Il mesotelioma pericardico colpisce il pericardio, cioè la membrana in due strati, parietale e viscerale, fatta di cellule mesoteliali, che circonda e protegge il cuore.

Le fibre d’amianto inalate nei polmoni viaggiano nel sangue e possono raggiungere le cellule del pericardio. Tali fibre possono causare mutazioni genetiche e  innescare il processo tumorale di proliferazione incontrollata delle cellule mesoteliali dei due strati. L’ispessimento del pericardio porta conseguentemente alla compressione del cuore.

I sintomi del mesotelioma pericardico

La maggior parte dei sintomi del mesotelioma pericardico sono la conseguenza dell’accumulo di fluidi e dell’ispessimento delle due membrane di cui il pericardio è costituito.

I sintomi comuni possono essere:

  • palpitazioni e/o aritmie del cuore;
  • dolore toracico;
  • suoni cardiaci anormali;
  • tosse;
  • dispnea e affaticamento respiratorio, ortopnea (dispnea da sdraiati);
  • febbre alta;
  • eccessiva sudorazione notturna.

Si tratta di sintomi piuttosto aspecifici per il cancro, cosa che rende assai difficile la diagnosi di mesotelioma pericardico.

Gli esami diagnostici per il mesotelioma pericardico

La diagnosi clinica di mesotelioma pericardico si avvale di metodologie diagnostiche quali:

  • la risonanza magnetica nucleare: utile per valutare lo sviluppo e l’estensione del tumore;
  • la biopsia: per la conferma istologica della diagnosi di mesotelioma;
  • la radiografia del torace: per la caratteristica morfologia assunta dal cuore nel caso di mesotelioma pericardico;
  • PET-CT scan: ovvero la tomografia ad emissione di positroni e la tomografia computerizzata, metodologie d’immagine per l’identificazione del tumore.

Trattamenti e prognosi del mesotelioma pericardico

Purtroppo la prognosi per questo tipo di tumore è poverissima data anche la difficoltà di trattamenti chirurgici e radioterapici per la vicinanza ad organi vitali quali il cuore e i polmoni.

La terapia farmacologica standard per il mesotelioma prevede cicli di pemetrexed in combinazione con cisplatino e carboplatino somministrati sotto la sorveglianza dell’oncologo in modalità che dipendono dall’età e dalle condizioni generali del paziente.

La radioterapia può essere tuttavia utilizzata a scopi palliativi.

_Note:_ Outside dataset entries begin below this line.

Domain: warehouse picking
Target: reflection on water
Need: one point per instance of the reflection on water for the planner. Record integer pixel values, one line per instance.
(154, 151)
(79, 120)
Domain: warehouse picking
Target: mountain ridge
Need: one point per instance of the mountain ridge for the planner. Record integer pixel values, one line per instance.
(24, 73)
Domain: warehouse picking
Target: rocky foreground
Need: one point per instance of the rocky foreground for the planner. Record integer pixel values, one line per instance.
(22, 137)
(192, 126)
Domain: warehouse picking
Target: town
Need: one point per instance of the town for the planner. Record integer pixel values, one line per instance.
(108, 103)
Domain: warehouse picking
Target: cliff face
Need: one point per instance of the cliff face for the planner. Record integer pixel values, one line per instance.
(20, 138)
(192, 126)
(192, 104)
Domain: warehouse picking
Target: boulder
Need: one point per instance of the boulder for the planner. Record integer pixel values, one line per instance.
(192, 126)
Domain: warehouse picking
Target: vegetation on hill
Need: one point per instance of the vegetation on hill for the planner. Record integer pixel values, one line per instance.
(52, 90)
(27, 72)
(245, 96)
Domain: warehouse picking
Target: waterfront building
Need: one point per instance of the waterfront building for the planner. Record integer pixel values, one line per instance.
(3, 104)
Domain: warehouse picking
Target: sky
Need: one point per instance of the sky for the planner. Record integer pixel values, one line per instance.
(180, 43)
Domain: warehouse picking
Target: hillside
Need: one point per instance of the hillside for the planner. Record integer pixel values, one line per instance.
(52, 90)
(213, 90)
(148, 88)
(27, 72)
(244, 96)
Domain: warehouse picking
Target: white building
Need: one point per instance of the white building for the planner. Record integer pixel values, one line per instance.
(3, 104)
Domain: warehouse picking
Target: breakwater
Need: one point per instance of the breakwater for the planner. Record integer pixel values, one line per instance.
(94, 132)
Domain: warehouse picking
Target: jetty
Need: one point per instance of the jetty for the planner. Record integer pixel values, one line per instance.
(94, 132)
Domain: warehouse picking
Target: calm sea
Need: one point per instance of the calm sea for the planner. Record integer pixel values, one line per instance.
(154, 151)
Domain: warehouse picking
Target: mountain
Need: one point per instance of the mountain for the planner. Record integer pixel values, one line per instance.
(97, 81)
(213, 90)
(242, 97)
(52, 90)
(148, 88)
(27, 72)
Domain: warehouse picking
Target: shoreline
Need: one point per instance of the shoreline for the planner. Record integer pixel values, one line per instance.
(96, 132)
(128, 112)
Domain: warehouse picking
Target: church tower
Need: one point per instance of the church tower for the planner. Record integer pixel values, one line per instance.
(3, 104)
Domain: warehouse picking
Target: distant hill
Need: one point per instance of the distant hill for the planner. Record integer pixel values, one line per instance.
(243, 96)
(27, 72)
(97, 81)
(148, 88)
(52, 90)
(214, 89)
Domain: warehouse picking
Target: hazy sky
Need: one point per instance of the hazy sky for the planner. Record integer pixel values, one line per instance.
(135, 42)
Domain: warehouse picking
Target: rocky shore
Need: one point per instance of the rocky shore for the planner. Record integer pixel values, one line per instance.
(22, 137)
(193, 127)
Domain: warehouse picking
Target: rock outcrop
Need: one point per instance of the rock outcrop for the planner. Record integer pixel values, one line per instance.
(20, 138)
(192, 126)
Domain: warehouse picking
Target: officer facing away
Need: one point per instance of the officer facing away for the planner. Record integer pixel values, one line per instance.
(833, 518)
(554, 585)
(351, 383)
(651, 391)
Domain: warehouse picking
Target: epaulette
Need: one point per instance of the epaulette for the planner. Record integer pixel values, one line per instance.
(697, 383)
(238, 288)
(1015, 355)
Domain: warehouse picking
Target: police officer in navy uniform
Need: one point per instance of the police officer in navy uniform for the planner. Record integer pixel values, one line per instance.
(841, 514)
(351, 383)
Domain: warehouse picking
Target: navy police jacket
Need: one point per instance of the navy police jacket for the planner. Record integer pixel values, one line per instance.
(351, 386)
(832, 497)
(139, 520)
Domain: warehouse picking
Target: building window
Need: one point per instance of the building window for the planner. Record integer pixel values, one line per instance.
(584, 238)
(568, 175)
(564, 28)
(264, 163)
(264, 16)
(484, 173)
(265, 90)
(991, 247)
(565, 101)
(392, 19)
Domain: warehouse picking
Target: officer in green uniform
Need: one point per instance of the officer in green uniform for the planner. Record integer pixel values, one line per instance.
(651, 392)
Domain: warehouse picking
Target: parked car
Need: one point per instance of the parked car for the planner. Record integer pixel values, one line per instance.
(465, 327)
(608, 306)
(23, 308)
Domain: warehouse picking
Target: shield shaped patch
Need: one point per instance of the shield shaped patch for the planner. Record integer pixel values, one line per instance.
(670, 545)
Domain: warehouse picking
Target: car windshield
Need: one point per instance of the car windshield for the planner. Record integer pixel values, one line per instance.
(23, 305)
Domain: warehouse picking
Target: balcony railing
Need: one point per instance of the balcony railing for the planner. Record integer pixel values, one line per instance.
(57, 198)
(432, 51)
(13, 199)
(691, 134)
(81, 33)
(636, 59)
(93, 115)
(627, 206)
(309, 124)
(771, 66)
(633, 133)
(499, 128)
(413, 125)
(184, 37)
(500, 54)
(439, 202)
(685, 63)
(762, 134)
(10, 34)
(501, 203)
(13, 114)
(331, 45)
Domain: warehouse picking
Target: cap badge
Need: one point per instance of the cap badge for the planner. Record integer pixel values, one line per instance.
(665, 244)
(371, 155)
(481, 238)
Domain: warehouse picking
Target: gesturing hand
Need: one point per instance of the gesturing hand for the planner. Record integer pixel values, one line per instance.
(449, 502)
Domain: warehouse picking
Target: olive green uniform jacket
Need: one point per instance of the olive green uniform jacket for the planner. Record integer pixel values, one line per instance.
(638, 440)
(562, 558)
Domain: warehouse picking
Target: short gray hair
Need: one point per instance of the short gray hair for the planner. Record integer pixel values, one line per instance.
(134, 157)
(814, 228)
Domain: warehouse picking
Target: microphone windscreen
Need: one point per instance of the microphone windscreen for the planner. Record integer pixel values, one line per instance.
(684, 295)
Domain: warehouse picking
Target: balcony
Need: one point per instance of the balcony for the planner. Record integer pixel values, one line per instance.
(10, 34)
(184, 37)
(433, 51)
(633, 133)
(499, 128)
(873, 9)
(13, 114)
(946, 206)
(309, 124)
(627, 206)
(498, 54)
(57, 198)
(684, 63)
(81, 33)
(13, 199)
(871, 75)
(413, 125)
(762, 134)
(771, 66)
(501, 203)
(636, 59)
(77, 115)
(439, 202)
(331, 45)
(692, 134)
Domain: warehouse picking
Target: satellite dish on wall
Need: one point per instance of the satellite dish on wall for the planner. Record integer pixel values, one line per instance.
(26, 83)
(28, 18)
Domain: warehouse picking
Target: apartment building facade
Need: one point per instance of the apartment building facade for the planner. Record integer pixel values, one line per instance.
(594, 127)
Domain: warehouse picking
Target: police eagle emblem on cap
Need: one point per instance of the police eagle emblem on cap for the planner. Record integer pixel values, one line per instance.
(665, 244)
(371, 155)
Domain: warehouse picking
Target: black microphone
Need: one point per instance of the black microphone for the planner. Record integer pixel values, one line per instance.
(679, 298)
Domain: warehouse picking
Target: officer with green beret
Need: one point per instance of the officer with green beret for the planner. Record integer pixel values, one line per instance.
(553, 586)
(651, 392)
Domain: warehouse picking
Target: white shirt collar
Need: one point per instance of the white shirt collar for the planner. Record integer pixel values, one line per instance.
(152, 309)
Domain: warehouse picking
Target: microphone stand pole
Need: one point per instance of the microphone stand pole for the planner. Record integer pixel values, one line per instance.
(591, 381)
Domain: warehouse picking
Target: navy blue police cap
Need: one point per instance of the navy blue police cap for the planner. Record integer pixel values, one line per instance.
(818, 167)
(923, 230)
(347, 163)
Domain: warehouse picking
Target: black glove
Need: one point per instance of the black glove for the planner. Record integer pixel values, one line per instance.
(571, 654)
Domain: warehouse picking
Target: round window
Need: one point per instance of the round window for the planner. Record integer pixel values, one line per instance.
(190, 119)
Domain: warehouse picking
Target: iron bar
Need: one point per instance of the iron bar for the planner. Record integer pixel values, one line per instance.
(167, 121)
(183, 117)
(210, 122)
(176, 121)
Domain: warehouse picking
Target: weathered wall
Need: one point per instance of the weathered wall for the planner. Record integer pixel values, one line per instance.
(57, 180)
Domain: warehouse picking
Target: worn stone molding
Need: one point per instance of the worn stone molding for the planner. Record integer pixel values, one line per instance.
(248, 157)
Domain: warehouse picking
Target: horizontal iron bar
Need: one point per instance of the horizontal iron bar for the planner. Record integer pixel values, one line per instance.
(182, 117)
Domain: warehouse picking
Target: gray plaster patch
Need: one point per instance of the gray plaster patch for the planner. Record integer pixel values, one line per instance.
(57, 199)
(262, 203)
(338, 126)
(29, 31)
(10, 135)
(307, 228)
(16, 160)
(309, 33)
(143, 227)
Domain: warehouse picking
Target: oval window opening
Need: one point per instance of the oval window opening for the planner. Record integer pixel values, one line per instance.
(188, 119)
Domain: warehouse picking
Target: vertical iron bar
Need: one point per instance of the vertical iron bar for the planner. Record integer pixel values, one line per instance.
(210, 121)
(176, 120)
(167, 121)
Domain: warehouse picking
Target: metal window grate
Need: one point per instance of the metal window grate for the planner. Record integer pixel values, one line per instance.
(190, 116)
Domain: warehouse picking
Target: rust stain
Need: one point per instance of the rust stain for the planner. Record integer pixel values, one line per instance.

Esposizione professionale ad asbesto e mesotelioma pericardico: un caso di esposizione familiare

In uno studio risalente al 1999 “Mesotelioma pericardico da esposizione familiare ad asbesto”, pubblicato nell’European Journal of Oncology, vol. 4, n. 4, pp. 465-468, si riporta il caso di un uomo non professionalmente esposto ad asbesto, che ha vissuto dalla nascita nella stessa abitazione con il padre, e che ha contratto il mesotelioma pericardico, malattia in seguito alla quale è deceduto.

Il padre aveva lavorato a contatto con la fibra killer (amianto o asbesto) in una acciaieria fonderia di Piombino dove il materiale era utilizzato come materiale di coibentazione, fatto all’origine della contaminazione domestica.

Il tempo di latenza fra la presunta esposizione all’asbesto e l’insorgere della malattia è stato di 22 anni. Il padre infatti aveva iniziato a lavorare nell’acciaieria fonderia nel 1975, mentre il figlio si era ammalato solo nel 1997.

Il rischio di insorgenza di mesoteliomi in familiari di lavoratori professionalmente esposti ad asbesto è noto in letteratura.

Molti casi si sono verificati infatti fra i familiari delle ex Ferrovie dello Stato, in aziende di materiali rotabili ferroviari, ma anche in altri settori.